Go Go Gadget Web Crawler

Question 1

In A Tour of Go, you are given the following problem:

In this exercise you'll use Go's concurrency features to parallelize a web crawler.

Modify the Crawl function to fetch URLs in parallel without fetching the same URL twice.

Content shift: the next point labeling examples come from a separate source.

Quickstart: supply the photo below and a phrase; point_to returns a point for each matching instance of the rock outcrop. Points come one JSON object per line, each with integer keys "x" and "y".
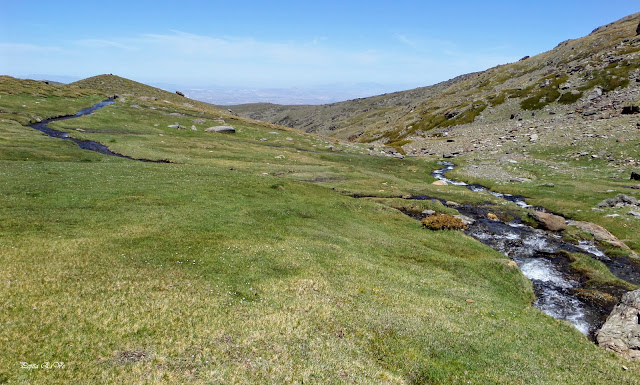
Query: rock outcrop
{"x": 600, "y": 233}
{"x": 549, "y": 221}
{"x": 621, "y": 200}
{"x": 621, "y": 333}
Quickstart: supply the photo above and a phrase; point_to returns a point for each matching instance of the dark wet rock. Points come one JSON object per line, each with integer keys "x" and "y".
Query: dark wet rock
{"x": 465, "y": 219}
{"x": 549, "y": 221}
{"x": 621, "y": 333}
{"x": 221, "y": 129}
{"x": 621, "y": 200}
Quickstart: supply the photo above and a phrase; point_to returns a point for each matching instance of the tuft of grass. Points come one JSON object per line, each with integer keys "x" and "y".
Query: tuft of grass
{"x": 443, "y": 222}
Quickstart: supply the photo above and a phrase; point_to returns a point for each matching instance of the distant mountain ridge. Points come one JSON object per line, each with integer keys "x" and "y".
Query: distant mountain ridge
{"x": 604, "y": 65}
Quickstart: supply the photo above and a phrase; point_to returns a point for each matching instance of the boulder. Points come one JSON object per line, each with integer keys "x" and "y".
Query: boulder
{"x": 621, "y": 200}
{"x": 465, "y": 219}
{"x": 549, "y": 221}
{"x": 221, "y": 129}
{"x": 599, "y": 233}
{"x": 621, "y": 333}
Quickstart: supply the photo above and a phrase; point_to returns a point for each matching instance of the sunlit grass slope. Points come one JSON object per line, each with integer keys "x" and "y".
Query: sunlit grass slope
{"x": 244, "y": 262}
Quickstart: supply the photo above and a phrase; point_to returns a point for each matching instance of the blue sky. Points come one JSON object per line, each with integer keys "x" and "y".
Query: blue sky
{"x": 398, "y": 44}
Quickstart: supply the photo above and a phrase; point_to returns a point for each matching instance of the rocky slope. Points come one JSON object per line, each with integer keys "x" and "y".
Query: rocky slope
{"x": 597, "y": 76}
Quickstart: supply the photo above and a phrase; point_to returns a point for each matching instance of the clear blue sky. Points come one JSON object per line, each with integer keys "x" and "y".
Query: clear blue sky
{"x": 298, "y": 43}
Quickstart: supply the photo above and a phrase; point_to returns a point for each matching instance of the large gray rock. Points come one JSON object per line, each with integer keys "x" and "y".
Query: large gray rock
{"x": 549, "y": 221}
{"x": 621, "y": 200}
{"x": 221, "y": 129}
{"x": 621, "y": 333}
{"x": 600, "y": 234}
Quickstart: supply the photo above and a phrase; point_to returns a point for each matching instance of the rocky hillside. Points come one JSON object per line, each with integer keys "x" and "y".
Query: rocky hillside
{"x": 594, "y": 76}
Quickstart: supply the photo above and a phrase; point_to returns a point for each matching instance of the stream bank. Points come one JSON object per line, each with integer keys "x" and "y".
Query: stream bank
{"x": 548, "y": 260}
{"x": 545, "y": 258}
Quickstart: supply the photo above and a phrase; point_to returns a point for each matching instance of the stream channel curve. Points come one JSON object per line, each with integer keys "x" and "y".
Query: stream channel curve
{"x": 538, "y": 255}
{"x": 90, "y": 145}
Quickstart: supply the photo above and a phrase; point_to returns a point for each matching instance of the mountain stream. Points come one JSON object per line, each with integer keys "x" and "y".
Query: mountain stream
{"x": 90, "y": 145}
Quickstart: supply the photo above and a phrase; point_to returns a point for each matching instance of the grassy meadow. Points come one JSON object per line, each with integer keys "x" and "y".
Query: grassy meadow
{"x": 246, "y": 261}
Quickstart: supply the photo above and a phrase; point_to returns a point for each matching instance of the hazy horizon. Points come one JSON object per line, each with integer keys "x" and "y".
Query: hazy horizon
{"x": 285, "y": 50}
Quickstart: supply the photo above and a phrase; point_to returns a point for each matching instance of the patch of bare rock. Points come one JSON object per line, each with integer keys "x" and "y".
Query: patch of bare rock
{"x": 221, "y": 129}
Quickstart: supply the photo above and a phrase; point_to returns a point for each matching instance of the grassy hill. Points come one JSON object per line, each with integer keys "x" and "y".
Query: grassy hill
{"x": 555, "y": 82}
{"x": 247, "y": 260}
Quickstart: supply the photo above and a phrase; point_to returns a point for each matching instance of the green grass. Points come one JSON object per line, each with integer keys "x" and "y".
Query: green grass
{"x": 202, "y": 272}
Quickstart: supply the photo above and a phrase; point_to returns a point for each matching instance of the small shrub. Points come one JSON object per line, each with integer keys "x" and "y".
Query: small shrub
{"x": 443, "y": 222}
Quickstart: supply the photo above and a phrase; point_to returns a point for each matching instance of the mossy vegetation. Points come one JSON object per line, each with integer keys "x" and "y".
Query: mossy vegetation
{"x": 205, "y": 271}
{"x": 544, "y": 93}
{"x": 441, "y": 221}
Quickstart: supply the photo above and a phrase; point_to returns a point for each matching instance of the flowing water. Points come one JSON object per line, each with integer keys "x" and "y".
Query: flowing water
{"x": 85, "y": 144}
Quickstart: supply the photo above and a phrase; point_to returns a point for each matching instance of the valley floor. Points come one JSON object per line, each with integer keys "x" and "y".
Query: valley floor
{"x": 247, "y": 261}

This is the code you're given

package main
import (
 "fmt"
)
type Fetcher interface {
 // Fetch returns the body of URL and
 // a slice of URLs found on that page.
 Fetch(url string) (body string, urls []string, err error)
}
// Crawl uses fetcher to recursively crawl
// pages starting with url, to a maximum of depth.
func Crawl(url string, depth int, fetcher Fetcher) {
 // TODO: Fetch URLs in parallel.
 // TODO: Don't fetch the same URL twice.
 // This implementation doesn't do either:
 if depth <= 0 {
 return
 }
 body, urls, err := fetcher.Fetch(url)
 if err != nil {
 fmt.Println(err)
 return
 }
 fmt.Printf("found: %s %q\n", url, body)
 for _, u := range urls {
 Crawl(u, depth-1, fetcher)
 }
 return
}
func main() {
 Crawl("http://golang.org/", 4, fetcher)
}
// fakeFetcher is Fetcher that returns canned results.
type fakeFetcher map[string]*fakeResult
type fakeResult struct {
 body string
 urls []string
}
func (f fakeFetcher) Fetch(url string) (string, []string, error) {
 if res, ok := f[url]; ok {
 return res.body, res.urls, nil
 }
 return "", nil, fmt.Errorf("not found: %s", url)
}
// fetcher is a populated fakeFetcher.
var fetcher = fakeFetcher{
 "http://golang.org/": &fakeResult{
 "The Go Programming Language",
 []string{
 "http://golang.org/pkg/",
 "http://golang.org/cmd/",
 },
 },
 "http://golang.org/pkg/": &fakeResult{
 "Packages",
 []string{
 "http://golang.org/",
 "http://golang.org/cmd/",
 "http://golang.org/pkg/fmt/",
 "http://golang.org/pkg/os/",
 },
 },
 "http://golang.org/pkg/fmt/": &fakeResult{
 "Package fmt",
 []string{
 "http://golang.org/",
 "http://golang.org/pkg/",
 },
 },
 "http://golang.org/pkg/os/": &fakeResult{
 "Package os",
 []string{
 "http://golang.org/",
 "http://golang.org/pkg/",
 },
 },
}

And this is the solution I came up with

type Job struct {
 url string
 depth int
 done chan bool
}
func dedup(fetcher Fetcher, ch chan Job) {
 seen := make(map[string]bool)
 for job := range ch {
 if _, ok := seen[job.url]; ok || job.depth <= 0 {
 job.done <- true
 continue
 }
 seen[job.url] = true
 go Crawl(job, fetcher, ch)
 }
}
func Crawl(job Job, fetcher Fetcher, q chan Job) {
 body, urls, err := fetcher.Fetch(job.url)
 if err != nil {
 fmt.Println(err)
 job.done <- true
 return
 }
 fmt.Printf("found: %s %q\n", job.url, body)
 ch := make(chan bool, len(urls))
 for _, u := range urls {
 u := u
 go func() { q <- Job{u, job.depth - 1, ch} }()
 }
 for i := 0; i < len(urls); i++ {
 <-ch
 }
 job.done <- true
 return
}
func main() {
 done := make(chan bool, 1)
 q := make(chan Job)
 go dedup(fetcher, q)
 q <- Job{"http://golang.org/", 4, done}
 <-done
}

All jobs go through dedup's channel, so that a given URL is fetched only once. dedup kicks off a goroutine for each unique URL it sees, and the goroutine then adds URLs from that page back to the channel.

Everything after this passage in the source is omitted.